As it happens, I have serious reservations about Mr. Obama's economic and foreign-policy proposals (although the national service he performed in dispatching the Clinton machine can't be underestimated), but the liberal New Yorker remains one of the very few magazines I still read in its print version. Mr. Remnick is one of this country's finest editors, as well as an excellent reporter and author, and it's a rare week that I don't spend at least an hour or more reading its rather eclectic roster of articles. By now, Mr. Remnick is undoubtedly weary of explaining his motives for commissioning the cover illustration by Barry Blitt -- I thought the partially obscured portrait of Osama bin Laden was a particularly witty touch -- to media scolds who believe the stand-alone cover was vulgar and in poor taste.
But The New Yorker has weathered such bouts of indignation before, and despite the usual volley of outraged readers threatening to cancel their subscriptions it won't be long before this brouhaha has exhausted its frenzied prominence in the news cycle.

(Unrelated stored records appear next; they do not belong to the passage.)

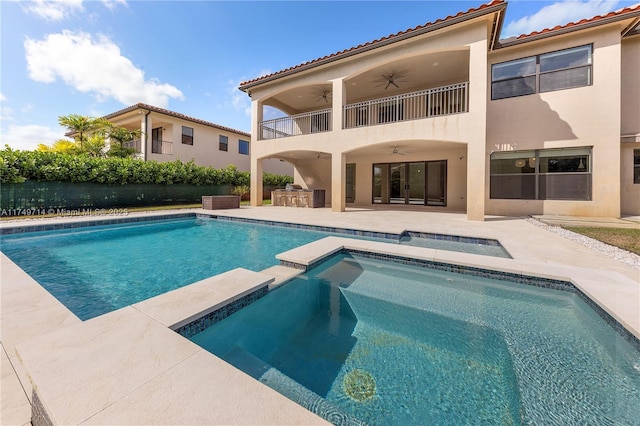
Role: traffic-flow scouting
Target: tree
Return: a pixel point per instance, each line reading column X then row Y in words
column 81, row 125
column 62, row 146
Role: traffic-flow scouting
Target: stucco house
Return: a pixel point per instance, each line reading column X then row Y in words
column 170, row 136
column 446, row 116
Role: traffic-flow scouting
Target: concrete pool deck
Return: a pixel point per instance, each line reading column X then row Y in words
column 128, row 367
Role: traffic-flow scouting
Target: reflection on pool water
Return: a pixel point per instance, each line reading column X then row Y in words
column 362, row 340
column 98, row 269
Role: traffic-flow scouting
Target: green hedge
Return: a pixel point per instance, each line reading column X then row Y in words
column 20, row 166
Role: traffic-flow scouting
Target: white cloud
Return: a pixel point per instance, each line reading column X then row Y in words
column 94, row 66
column 53, row 10
column 111, row 4
column 27, row 138
column 558, row 13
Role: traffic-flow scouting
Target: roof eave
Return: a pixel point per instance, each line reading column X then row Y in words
column 567, row 30
column 381, row 43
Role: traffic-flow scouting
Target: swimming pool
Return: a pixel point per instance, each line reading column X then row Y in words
column 365, row 340
column 97, row 269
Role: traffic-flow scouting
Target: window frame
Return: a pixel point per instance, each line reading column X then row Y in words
column 636, row 166
column 241, row 142
column 537, row 74
column 535, row 181
column 223, row 143
column 186, row 138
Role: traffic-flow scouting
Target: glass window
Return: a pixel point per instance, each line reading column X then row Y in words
column 187, row 135
column 223, row 143
column 546, row 72
column 568, row 58
column 243, row 147
column 552, row 174
column 513, row 69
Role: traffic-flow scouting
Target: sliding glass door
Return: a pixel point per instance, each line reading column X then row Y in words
column 415, row 183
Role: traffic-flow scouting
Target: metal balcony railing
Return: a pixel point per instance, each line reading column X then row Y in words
column 161, row 147
column 453, row 99
column 294, row 125
column 445, row 100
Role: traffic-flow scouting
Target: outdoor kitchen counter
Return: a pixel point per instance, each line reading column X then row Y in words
column 298, row 198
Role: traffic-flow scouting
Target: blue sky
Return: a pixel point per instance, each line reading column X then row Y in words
column 96, row 57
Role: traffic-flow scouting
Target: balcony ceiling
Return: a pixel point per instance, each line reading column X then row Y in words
column 412, row 74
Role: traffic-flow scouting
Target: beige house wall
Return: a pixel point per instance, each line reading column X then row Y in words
column 205, row 149
column 438, row 138
column 594, row 116
column 579, row 117
column 630, row 124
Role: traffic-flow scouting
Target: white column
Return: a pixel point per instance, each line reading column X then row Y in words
column 256, row 164
column 338, row 181
column 477, row 147
column 338, row 158
column 144, row 117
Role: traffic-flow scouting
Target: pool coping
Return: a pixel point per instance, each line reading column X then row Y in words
column 50, row 358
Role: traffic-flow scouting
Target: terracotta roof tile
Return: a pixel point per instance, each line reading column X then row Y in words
column 618, row 13
column 371, row 44
column 173, row 114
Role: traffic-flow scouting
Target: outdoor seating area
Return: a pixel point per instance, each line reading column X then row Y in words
column 296, row 196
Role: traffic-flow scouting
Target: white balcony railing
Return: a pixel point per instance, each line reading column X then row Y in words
column 453, row 99
column 299, row 124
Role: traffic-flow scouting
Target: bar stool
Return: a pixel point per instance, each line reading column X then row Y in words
column 303, row 200
column 291, row 199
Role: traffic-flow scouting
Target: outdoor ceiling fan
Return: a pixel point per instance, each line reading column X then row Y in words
column 323, row 94
column 392, row 78
column 396, row 151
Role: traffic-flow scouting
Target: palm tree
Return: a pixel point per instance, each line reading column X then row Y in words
column 121, row 136
column 81, row 124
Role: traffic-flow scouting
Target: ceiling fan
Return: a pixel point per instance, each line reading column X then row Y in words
column 392, row 78
column 322, row 94
column 396, row 151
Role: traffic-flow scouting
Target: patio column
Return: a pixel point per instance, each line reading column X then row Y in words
column 477, row 146
column 256, row 163
column 338, row 181
column 145, row 124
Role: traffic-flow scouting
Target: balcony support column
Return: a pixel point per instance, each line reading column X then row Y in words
column 338, row 101
column 476, row 147
column 338, row 181
column 256, row 163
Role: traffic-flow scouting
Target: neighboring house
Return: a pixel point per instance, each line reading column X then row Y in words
column 170, row 136
column 447, row 117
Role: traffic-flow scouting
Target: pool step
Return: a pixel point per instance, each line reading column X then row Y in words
column 288, row 387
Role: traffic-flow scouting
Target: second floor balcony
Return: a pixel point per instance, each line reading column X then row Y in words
column 439, row 101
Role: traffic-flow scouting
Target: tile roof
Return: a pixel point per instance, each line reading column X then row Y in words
column 486, row 8
column 624, row 13
column 172, row 114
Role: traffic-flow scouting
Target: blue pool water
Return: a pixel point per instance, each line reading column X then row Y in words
column 98, row 269
column 367, row 341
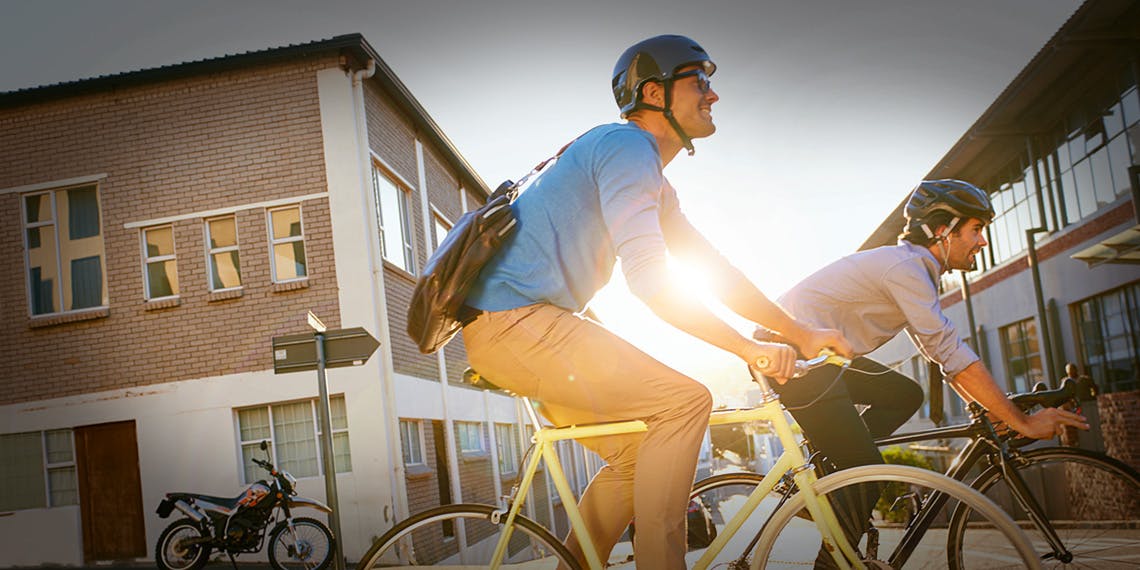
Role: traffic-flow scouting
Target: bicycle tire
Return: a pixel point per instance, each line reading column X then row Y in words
column 1014, row 539
column 429, row 548
column 1101, row 538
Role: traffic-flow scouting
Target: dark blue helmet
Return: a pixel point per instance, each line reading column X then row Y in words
column 653, row 59
column 957, row 197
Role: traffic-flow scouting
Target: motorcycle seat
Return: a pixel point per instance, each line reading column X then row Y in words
column 226, row 504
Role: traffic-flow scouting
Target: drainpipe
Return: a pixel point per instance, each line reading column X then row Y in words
column 376, row 267
column 1047, row 345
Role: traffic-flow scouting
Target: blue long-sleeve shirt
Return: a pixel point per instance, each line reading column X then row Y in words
column 604, row 198
column 874, row 294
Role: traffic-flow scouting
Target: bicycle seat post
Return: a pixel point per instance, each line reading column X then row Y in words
column 530, row 412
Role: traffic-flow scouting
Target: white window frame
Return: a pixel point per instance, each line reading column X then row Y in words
column 287, row 239
column 440, row 221
column 47, row 467
column 147, row 260
column 213, row 251
column 273, row 437
column 464, row 431
column 402, row 218
column 506, row 437
column 54, row 224
column 416, row 453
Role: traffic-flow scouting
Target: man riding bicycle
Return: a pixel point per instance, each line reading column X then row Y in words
column 871, row 296
column 604, row 198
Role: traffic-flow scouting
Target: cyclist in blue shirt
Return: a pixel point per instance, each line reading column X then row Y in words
column 607, row 198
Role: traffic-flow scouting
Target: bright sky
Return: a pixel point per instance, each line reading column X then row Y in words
column 829, row 112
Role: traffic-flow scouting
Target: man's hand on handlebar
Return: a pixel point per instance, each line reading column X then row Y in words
column 817, row 340
column 1051, row 422
column 814, row 341
column 773, row 359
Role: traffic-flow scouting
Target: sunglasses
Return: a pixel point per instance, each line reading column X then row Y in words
column 702, row 80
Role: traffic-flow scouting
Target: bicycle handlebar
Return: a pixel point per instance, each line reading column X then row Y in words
column 1069, row 390
column 805, row 366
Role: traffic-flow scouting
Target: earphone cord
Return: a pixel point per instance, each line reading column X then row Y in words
column 841, row 371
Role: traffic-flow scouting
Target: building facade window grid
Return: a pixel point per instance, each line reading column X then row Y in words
column 393, row 218
column 1081, row 168
column 39, row 470
column 63, row 249
column 160, row 262
column 293, row 432
column 471, row 437
column 286, row 244
column 222, row 254
column 1023, row 355
column 412, row 441
column 1108, row 334
column 506, row 439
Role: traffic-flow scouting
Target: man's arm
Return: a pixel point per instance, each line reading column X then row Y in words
column 975, row 383
column 678, row 308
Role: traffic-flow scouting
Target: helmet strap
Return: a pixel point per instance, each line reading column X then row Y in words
column 673, row 121
column 667, row 111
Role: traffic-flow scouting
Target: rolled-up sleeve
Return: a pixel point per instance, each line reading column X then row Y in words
column 929, row 330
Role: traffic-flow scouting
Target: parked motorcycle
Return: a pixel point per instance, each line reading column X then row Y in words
column 238, row 524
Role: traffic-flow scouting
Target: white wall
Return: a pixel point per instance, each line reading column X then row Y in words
column 187, row 441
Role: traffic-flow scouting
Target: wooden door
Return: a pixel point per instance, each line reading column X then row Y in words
column 110, row 491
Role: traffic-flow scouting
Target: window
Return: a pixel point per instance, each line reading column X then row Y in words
column 1108, row 333
column 292, row 431
column 160, row 265
column 1023, row 355
column 412, row 441
column 506, row 439
column 393, row 218
column 38, row 470
column 440, row 228
column 471, row 437
column 286, row 242
column 63, row 241
column 221, row 254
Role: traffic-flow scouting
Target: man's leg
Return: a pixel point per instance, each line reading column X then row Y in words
column 583, row 373
column 823, row 408
column 892, row 398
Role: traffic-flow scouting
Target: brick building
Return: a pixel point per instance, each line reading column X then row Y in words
column 160, row 228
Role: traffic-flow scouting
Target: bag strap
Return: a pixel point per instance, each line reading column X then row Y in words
column 512, row 188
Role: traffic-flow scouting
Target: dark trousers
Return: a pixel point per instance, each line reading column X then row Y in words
column 824, row 407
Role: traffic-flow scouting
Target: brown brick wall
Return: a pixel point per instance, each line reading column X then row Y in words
column 182, row 146
column 1091, row 495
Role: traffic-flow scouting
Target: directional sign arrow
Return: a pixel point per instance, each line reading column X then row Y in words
column 343, row 347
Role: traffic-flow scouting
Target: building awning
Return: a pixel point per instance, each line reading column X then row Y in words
column 1121, row 247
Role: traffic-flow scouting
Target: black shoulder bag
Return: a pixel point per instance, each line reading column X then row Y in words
column 433, row 315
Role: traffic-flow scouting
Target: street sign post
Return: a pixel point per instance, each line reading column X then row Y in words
column 319, row 350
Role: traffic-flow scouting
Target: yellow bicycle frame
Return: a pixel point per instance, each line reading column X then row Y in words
column 791, row 459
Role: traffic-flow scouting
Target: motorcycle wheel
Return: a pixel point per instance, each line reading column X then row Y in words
column 170, row 553
column 312, row 550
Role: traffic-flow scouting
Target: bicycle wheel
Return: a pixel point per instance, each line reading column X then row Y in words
column 463, row 536
column 791, row 539
column 1092, row 503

The incident will be forgotten and the weekly will continue its vitriol aimed at President Bush and Sen. John McCain (I guess its reporters were among the few who never bonded with Mr. Obama's Republican opponent back when he was a "maverick") and senior editor Hendrik Hertzberg, among others, will carry on hoisting the flag for the one-term Illinois senator, just as he has since the beginning of this year.
The overheated reaction by the left wing to this flap was characteristic: fretting, with the expected but still noisome whiff of elitism, that millions of less enlightened voters will take Mr. Blitt's send-up of ugly stereotypes about the Obamas seriously. That's no surprise, for Mr. Obama has been afforded the most generous coverage in recent memory, as demonstrated by Rolling Stone's own current cover, which shows the candidate in a beatific pose, and, for further dramatic effect, the picture was not sullied by the usual headlines and teasers for articles inside the magazine. And though current polls show a more competitive presidential race than one would imagine, given the ditch the Republican Party has dug for itself, the number of pundits who have already declared Mr. Obama as the next commander-in-chief is indicative of the fierce desire for payback over the 2000 Florida recount. No wonder skins are so thin.

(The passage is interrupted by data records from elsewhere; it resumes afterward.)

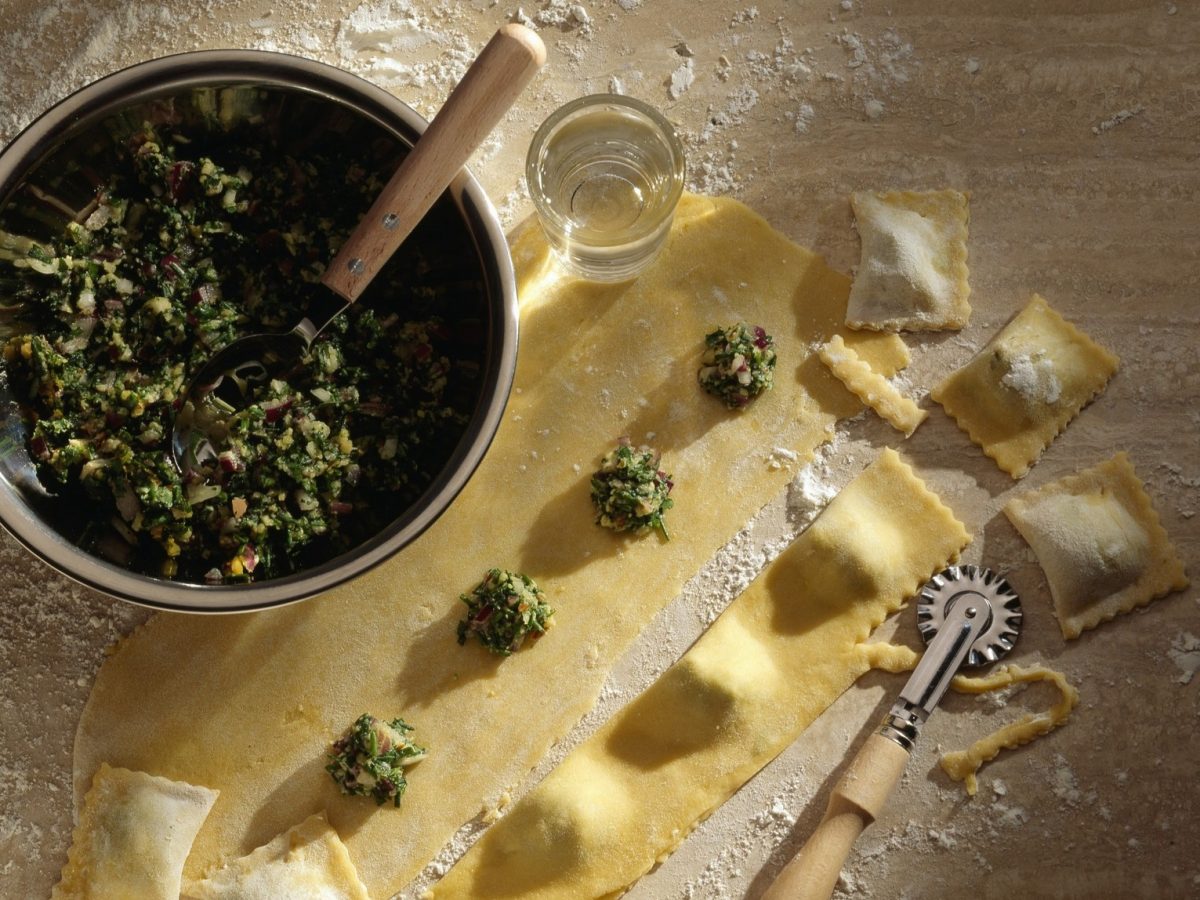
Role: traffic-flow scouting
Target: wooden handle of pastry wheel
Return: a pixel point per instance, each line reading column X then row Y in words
column 486, row 91
column 856, row 802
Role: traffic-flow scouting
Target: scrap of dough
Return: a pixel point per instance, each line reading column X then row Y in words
column 249, row 703
column 1023, row 389
column 133, row 834
column 913, row 270
column 774, row 660
column 1098, row 539
column 963, row 765
column 898, row 411
column 307, row 862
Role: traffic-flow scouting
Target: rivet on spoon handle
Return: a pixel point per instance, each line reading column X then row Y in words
column 491, row 85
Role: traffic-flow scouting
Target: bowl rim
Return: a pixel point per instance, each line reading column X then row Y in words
column 173, row 73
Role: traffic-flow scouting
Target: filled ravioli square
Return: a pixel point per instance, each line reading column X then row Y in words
column 1098, row 539
column 1023, row 389
column 913, row 270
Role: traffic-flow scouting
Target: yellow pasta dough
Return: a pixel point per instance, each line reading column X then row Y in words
column 913, row 269
column 871, row 388
column 250, row 703
column 1023, row 389
column 781, row 653
column 963, row 765
column 133, row 834
column 307, row 862
column 1101, row 544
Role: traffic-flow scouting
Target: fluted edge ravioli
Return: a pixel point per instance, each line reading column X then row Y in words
column 1098, row 539
column 912, row 274
column 1018, row 394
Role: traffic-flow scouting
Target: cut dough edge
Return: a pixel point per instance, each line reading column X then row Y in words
column 1163, row 571
column 898, row 411
column 948, row 210
column 133, row 835
column 964, row 765
column 773, row 661
column 309, row 859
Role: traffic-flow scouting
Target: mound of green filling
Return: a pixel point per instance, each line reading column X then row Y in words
column 180, row 253
column 630, row 492
column 370, row 759
column 738, row 364
column 503, row 610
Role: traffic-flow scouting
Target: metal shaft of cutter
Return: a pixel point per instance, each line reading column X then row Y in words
column 967, row 618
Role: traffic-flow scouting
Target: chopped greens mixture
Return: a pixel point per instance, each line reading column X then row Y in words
column 738, row 364
column 630, row 491
column 370, row 759
column 503, row 610
column 184, row 250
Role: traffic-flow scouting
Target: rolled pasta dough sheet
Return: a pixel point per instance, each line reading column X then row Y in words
column 307, row 862
column 774, row 660
column 195, row 696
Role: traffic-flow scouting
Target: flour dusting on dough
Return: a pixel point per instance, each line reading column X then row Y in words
column 1033, row 377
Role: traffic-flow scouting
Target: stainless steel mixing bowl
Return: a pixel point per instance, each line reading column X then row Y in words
column 51, row 169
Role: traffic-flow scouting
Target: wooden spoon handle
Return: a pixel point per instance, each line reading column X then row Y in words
column 856, row 802
column 486, row 91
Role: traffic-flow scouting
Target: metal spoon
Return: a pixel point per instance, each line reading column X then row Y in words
column 486, row 91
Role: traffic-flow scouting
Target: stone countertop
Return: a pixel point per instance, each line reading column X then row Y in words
column 1075, row 127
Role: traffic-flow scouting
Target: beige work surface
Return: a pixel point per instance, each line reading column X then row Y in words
column 1075, row 127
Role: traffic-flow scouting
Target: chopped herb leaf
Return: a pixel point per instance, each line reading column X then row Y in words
column 503, row 610
column 738, row 364
column 370, row 759
column 630, row 491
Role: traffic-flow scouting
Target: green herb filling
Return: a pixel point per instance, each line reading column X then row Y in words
column 630, row 491
column 180, row 256
column 738, row 364
column 503, row 610
column 370, row 759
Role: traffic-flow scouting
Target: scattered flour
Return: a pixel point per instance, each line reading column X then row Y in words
column 803, row 118
column 1033, row 378
column 682, row 79
column 1117, row 118
column 1185, row 653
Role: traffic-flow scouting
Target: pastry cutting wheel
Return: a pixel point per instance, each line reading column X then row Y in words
column 967, row 616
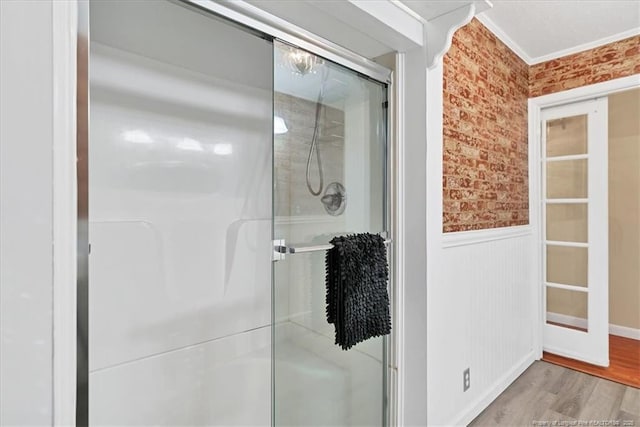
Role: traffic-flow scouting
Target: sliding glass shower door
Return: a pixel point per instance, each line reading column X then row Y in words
column 180, row 218
column 329, row 180
column 207, row 142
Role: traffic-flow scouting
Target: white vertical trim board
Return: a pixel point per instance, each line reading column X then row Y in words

Rather, it was the Obama campaign's immediate denunciation of Mr. Remnick and The New Yorker that was startling. Bill Burton, a campaign spokesman, issued the following statement last Sunday, before the offending issue had even reached newsstands or mailboxes: "The New Yorker may think, as one of their staff explained to us, that their cover is a satirical lampoon of the caricature Sen. Obama's right-wing critics have tried to create. But most readers will see it as tasteless and offensive. And we agree."
(Mr. McCain's staff hopped on the bandwagon right away, not only to distance itself from the stereotype of Obama-bashers but also to at least get its candidate a morsel of coverage.)

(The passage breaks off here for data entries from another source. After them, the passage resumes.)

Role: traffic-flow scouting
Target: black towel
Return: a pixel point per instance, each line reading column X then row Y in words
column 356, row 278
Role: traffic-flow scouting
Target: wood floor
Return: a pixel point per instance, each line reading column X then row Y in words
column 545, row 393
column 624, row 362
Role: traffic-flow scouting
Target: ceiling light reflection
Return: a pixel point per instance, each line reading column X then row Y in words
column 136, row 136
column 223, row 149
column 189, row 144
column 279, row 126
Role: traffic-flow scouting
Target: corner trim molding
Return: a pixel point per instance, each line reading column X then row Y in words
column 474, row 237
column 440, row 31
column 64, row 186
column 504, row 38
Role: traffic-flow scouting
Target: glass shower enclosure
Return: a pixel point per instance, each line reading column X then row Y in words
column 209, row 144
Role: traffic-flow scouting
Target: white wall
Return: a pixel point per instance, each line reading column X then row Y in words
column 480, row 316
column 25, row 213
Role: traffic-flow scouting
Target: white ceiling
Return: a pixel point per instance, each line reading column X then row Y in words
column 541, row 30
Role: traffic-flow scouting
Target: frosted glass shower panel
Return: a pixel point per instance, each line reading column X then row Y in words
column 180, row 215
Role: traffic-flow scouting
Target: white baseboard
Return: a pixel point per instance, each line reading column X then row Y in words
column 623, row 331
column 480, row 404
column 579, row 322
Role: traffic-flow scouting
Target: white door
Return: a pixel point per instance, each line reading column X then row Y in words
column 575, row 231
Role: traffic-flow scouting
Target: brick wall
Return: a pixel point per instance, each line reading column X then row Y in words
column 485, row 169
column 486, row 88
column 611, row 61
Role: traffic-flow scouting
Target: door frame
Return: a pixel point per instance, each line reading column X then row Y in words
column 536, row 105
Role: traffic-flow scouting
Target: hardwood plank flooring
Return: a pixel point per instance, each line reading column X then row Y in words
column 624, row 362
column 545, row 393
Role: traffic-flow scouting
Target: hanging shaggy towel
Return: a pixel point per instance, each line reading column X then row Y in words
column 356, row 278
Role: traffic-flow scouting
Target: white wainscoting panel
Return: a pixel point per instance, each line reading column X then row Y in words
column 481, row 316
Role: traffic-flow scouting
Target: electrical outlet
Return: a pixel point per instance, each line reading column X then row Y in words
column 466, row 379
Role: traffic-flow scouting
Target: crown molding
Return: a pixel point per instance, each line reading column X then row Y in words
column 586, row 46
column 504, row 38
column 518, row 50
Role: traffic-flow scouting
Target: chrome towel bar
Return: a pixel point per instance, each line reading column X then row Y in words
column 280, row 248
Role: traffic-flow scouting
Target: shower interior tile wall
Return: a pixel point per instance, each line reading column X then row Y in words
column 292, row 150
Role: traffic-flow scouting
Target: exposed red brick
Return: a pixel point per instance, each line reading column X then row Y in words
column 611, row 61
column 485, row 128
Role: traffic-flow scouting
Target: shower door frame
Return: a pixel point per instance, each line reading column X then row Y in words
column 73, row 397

What baffles me most is why Mr. Obama and his advisers, who, after all, celebrate their message of "change," didn't let its supporters do the heavy lifting and then build anticipation for remarks by the candidate himself. Mr. Obama, who's proved to be as shrewd a politician as the country has seen in modern times -- surpassing President Clinton, who too often let his narcissism get in the way of sound political strategy -- might have thrown the media a curveball by playing down the entire controversy. It would've been wise, I think, had Mr. Obama said that although the cover had the potential to be misconstrued, and was upsetting to millions of his backers, he would never, ever, besmirch the sanctity of the First Amendment. He'd then have the opportunity to criticize President Bush's alleged curtailment of privacy rights and repeat the mantra that Mr. McCain was running for Mr. Bush's "third term." Mr. Obama would thus have it both ways: he'd stay above the fray while his media enablers and bloggers cranked up the indignation machine.
In an email Tuesday afternoon, Mr. Remnick told me: "I understand and can appreciate when critics feel that a piece of satire misses the mark, but what's worrisome is when people say, 'Of course, I get it but these other people over here -- they won't get it and it will only reinforce their negative feelings (about Sen. Obama in this case).' That seems to me patronizing and potentially even dangerous, because then you are always reduced to publishing images or articles, or producing films, or publishing books, that cannot possibly be misunderstood or are not enigmatic or challenging at any level whatsoever. Where does that lead?"
Obviously, Mr. Remnick knew that the "Muslim/terrorist" drawing would not be received in the same manner as a more traditional and benign New Yorker cover, but the charge from some quarters that he was simply trying to sell more copies is terribly off the mark. With a circulation of over one million, that's not a concern at The New Yorker and even the suggestion that it was a stunt is an unwarranted slap at Mr. Remnick's integrity. In fact, what Mr. Remnick and Mr. Blitt accomplished was, at least in this campaign year when reporters and publications walk on eggshells for fear of insinuations of racism, to treat Mr. Obama in the same way as any other candidate. That's an unforgivable transgression to some, but a refreshing dash of honesty and professionalism to this reader.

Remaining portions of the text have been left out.